Maurice: Na Escola quero falar sobre o básico do blockchain e o que você pode fazer com ele. Gostaria de mostrar que blockchains são muito semelhantes à programação multithread com a qual estamos familiarizados, mas com nuances próprias, e é importante entender essas diferenças. Se você cometer um erro em um aplicativo da web normal, será simplesmente irritante. Se você escrever um código com erros em um aplicativo financeiro, alguém certamente roubará todo o seu dinheiro. Estes são níveis completamente diferentes de responsabilidade e consequências. Falarei um pouco sobre prova de trabalho, sobre contratos inteligentes, sobre transações entre diferentes blockchains.

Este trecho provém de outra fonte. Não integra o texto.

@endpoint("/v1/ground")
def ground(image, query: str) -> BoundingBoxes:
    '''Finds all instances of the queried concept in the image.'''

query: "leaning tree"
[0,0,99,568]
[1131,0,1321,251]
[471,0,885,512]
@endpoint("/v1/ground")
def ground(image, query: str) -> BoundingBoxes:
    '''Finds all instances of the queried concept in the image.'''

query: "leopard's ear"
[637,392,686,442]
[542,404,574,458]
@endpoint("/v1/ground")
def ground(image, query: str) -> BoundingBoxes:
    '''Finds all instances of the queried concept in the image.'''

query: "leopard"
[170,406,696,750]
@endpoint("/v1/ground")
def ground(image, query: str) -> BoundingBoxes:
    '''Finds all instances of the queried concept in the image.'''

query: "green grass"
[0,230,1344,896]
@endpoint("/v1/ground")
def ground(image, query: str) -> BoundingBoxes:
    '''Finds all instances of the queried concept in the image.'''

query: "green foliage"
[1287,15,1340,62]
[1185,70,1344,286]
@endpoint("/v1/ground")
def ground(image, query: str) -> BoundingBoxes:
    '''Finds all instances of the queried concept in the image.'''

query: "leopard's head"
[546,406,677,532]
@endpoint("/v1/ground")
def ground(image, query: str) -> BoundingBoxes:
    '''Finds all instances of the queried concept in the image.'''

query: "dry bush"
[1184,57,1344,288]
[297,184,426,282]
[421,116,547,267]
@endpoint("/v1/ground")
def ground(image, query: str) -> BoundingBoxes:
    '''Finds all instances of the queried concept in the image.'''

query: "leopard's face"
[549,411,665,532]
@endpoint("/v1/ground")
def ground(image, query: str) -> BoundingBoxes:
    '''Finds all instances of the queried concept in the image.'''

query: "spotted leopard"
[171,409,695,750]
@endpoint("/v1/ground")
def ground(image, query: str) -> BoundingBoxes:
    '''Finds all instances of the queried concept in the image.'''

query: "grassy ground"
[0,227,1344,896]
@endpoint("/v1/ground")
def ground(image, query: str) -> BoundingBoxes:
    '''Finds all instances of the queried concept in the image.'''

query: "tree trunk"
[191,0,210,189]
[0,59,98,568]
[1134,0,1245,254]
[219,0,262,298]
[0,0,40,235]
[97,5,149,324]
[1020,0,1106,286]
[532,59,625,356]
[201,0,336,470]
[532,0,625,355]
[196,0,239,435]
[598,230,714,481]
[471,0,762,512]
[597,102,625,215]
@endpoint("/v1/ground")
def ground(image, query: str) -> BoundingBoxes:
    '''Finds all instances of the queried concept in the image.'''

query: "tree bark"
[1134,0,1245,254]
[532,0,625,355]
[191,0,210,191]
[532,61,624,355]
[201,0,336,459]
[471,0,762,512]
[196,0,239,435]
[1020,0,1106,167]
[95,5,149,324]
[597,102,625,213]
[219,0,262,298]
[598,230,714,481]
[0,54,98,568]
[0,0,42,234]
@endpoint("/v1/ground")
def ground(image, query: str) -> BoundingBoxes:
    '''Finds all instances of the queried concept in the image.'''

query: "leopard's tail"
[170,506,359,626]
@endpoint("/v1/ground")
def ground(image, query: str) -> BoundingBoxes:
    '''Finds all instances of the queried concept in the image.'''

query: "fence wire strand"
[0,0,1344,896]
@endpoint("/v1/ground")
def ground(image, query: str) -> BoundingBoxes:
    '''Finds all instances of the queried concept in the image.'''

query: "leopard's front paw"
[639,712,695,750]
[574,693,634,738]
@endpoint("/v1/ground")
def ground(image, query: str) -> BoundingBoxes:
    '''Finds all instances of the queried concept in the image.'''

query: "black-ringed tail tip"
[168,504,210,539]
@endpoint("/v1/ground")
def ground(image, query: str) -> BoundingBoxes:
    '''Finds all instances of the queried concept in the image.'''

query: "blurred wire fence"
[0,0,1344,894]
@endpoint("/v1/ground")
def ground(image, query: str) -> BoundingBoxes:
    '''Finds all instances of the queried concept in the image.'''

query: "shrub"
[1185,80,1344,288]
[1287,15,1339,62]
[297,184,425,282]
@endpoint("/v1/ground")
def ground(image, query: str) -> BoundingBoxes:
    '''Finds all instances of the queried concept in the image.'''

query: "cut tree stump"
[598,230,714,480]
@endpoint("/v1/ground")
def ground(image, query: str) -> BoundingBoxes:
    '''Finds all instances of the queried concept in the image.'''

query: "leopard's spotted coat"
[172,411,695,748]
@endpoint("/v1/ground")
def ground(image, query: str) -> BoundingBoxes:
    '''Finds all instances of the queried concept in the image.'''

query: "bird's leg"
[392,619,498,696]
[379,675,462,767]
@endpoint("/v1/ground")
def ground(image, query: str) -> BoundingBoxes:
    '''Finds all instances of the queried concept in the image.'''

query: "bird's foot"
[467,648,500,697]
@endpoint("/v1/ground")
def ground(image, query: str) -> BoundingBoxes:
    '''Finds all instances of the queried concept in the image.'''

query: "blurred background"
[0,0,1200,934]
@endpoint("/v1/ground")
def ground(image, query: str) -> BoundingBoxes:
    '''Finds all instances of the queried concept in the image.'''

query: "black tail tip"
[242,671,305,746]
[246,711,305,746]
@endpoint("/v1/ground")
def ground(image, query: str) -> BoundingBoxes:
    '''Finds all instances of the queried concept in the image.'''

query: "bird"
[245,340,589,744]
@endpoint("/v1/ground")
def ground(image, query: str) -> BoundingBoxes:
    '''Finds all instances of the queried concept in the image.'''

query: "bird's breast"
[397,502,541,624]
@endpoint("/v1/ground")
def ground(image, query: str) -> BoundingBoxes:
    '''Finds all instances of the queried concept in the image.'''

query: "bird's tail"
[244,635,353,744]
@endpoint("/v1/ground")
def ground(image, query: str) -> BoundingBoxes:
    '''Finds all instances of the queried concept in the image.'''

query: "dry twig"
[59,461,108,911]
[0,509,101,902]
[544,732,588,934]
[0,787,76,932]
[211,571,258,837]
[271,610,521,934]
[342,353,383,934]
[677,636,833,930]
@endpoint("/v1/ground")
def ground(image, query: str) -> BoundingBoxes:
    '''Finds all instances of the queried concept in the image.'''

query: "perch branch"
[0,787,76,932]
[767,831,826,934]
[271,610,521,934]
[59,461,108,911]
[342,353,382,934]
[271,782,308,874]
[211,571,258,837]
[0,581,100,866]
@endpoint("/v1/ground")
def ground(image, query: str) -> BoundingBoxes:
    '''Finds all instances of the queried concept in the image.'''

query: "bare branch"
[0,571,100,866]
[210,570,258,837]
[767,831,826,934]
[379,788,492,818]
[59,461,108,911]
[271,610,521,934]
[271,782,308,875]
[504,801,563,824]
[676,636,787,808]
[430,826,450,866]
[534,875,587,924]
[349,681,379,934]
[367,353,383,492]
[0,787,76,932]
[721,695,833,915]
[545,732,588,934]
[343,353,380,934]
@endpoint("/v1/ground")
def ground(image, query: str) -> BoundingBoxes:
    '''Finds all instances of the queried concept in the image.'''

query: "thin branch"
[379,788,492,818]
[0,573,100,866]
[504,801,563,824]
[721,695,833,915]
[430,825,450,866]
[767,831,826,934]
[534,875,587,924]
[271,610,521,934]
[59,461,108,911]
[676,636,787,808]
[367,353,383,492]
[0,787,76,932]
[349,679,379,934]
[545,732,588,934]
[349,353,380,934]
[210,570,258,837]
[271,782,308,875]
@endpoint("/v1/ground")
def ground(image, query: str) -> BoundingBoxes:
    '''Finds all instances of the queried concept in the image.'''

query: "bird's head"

Haverá outros palestrantes trabalhando ao meu lado que também terão algo a dizer sobre blockchain, e concordamos em nos coordenar para que nossas histórias se encaixem bem. Mas para o relatório de engenharia, quero dar a um público amplo uma explicação compreensível de por que você não deve acreditar em tudo que ouve sobre blockchains, por que blockchains são um grande campo, como ele se encaixa com outras ideias conhecidas e por que devemos olhar com ousadia para o futuro.

Alexey: Além disso, quero dizer que isso não acontecerá no formato de encontro ou grupo de usuários, como acontecia há dois anos. Decidimos realizar uma pequena conferência perto da escola. A razão é que depois de nos comunicarmos com Peter Kuznetsov, percebemos que a escola está limitada a apenas cem, talvez 120 pessoas. Ao mesmo tempo, há muitos engenheiros que desejam se comunicar com você, assistir a apresentações e geralmente estão interessados ​​no assunto. Por esta razão criamos uma nova conferência chamado Hidra. A propósito, alguma ideia do porquê Hydra?

Maurice: Porque serão sete palestrantes? E suas cabeças podem ser cortadas e novos oradores crescerão em seu lugar?

Alexey: Ótima ideia para desenvolver novos palestrantes. Mas, na verdade, há uma história aqui. Lembre-se da lenda de Odisseu, onde ele teve que navegar entre Cila e Caríbdis? Hydra é algo como Caríbdis. A história é que uma vez falei em uma conferência e falei sobre multithreading. Havia apenas duas faixas nesta conferência. No início da reportagem, eu disse ao público presente que agora eles podiam escolher entre Cila e Caríbdis. Meu espírito animal é Charybdis porque Charybdis tem muitas cabeças e meu tema é multi-threading. É assim que aparecem os nomes das conferências.

De qualquer forma, ficamos sem perguntas e sem tempo. Então, obrigado, amigos, pela ótima entrevista, e nos vemos na SPTDC School e na Hydra 2019!

Você pode continuar sua conversa com Maurice na conferência Hydra 2019, que será realizada de 11 a 12 de julho de 2019 em São Petersburgo. Ele virá com um relatório “Blockchains e o futuro da computação distribuída”. Os ingressos podem ser adquiridos no site oficial.